Par une décision du 18 décembre 2025, la Cour de justice de l’Union européenne apporte des précisions essentielles sur le régime de l’accueil des demandeurs d’asile. Un parent isolé et son enfant mineur s’opposaient à leur transfert vers un nouveau centre d’hébergement situé dans la même ville de Milan. L’administration avait alors décidé de retirer l’intégralité des conditions matérielles d’accueil en se fondant sur une disposition nationale transposant le droit de l’Union. Le Tribunal administratif régional de Lombardie a saisi la Cour d’une question préjudicielle par une décision du 5 mars 2024 pour vérifier la conformité de cette sanction.
Il s’agit de déterminer si le refus persistant d’un changement de logement autorise la suppression totale des aides nécessaires à la subsistance des personnes. L’étude de cette solution suppose d’analyser d’abord l’interprétation de la notion d’abandon de résidence avant d’aborder l’encadrement strict des sanctions administratives possibles.
I. L’interprétation restrictive du retrait pour abandon du lieu de résidence
A. L’inapplicabilité de la notion d’abandon au simple refus de transfert
L’autorité judiciaire européenne souligne que le retrait des conditions matérielles d’accueil constitue une mesure grave dont le champ d’application doit demeurer strictement circonscrit. Elle considère que le verbe abandonner implique une rupture volontaire et durable du lien physique entre le demandeur d’asile et son centre assigné. Le refus de rejoindre une nouvelle structure ne correspond pas à cette définition si l’intéressé se maintient physiquement dans les locaux de son premier hébergement. La Cour refuse ainsi d’assimiler la désobéissance à un ordre de transfert à une fuite délibérée visant à entraver l’instruction de la demande. Cette interprétation textuelle garantit que les États membres ne puissent pas détourner les motifs légaux de retrait pour des raisons de simple commodité administrative.
B. La persistance de la localisation du demandeur auprès des autorités
Le maintien du demandeur dans son centre initial permet aux services compétents de le localiser et de poursuivre l’examen de sa demande de protection. La directive prévoit le rétablissement des droits « lorsque le demandeur est retrouvé ou se présente volontairement » suite à une disparition constatée par l’administration. Cette procédure de régularisation serait privée d’objet si la personne n’a jamais cessé de résider dans un lieu connu des services de l’État. Le refus de transfert ne témoigne pas d’une volonté de se soustraire au devoir de coopération nécessaire au traitement efficace des dossiers de protection. Le cadre juridique de l’abandon de résidence étant écarté, il convient d’étudier la possibilité pour l’État de recourir à d’autres formes de sanctions.
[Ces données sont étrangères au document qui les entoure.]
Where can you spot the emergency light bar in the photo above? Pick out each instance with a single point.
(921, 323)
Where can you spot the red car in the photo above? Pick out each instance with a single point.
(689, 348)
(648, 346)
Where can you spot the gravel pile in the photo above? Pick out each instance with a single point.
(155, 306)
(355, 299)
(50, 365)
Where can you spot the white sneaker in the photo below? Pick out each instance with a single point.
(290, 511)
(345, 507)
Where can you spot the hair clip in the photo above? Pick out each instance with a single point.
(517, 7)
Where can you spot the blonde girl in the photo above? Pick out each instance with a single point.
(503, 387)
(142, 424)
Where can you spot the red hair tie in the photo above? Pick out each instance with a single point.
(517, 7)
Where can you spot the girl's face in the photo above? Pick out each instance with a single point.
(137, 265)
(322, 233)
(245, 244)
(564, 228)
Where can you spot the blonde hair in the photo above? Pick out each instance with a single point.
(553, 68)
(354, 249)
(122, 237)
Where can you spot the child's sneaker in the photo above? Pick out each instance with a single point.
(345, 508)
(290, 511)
II. L’encadrement des sanctions par l’exigence d’un niveau de vie digne
A. La qualification possible du refus de transfert en manquement grave
Bien que l’abandon ne soit pas caractérisé, le comportement réitéré de refus peut être analysé sous l’angle de la discipline interne des structures d’accueil. L’occupation persistante d’un logement inadapté aux besoins de la famille perturbe la gestion globale des capacités d’hébergement disponibles pour les autres demandeurs. La Cour admet qu’un tel comportement puisse constituer un « manquement grave au règlement des centres d’hébergement » au sens de l’article vingt de la directive. Les États disposent de la faculté de sanctionner la méconnaissance des règles applicables au séjour pour assurer le bon fonctionnement du système national d’accueil. Toutefois, cette sanction doit respecter des critères de nécessité et de proportionnalité sans jamais aboutir à une exclusion pure et simple du bénéficiaire.
B. L’interdiction du retrait total des conditions d’accueil pour les vulnérables
La protection de la dignité humaine impose une limite absolue à la sévérité des sanctions administratives prononcées par les autorités de l’État membre. Les institutions nationales « garantissent un niveau de vie digne à tous les demandeurs » en toutes circonstances, conformément aux exigences de la charte fondamentale. Le retrait total de l’hébergement, de la nourriture ou de l’habillement placerait la personne dans une situation de dénuement incompatible avec ses besoins élémentaires. Cette exigence est renforcée pour les personnes vulnérables comme les parents isolés accompagnés d’un enfant mineur dont l’intérêt supérieur est une priorité. L’autorité compétente ne peut donc jamais priver un individu des moyens de pourvoir à sa subsistance, même pour réprimer une violation des règles. La solution retenue par les juges préserve ainsi l’équilibre entre l’efficacité du système d’asile et le respect intangible des droits fondamentaux.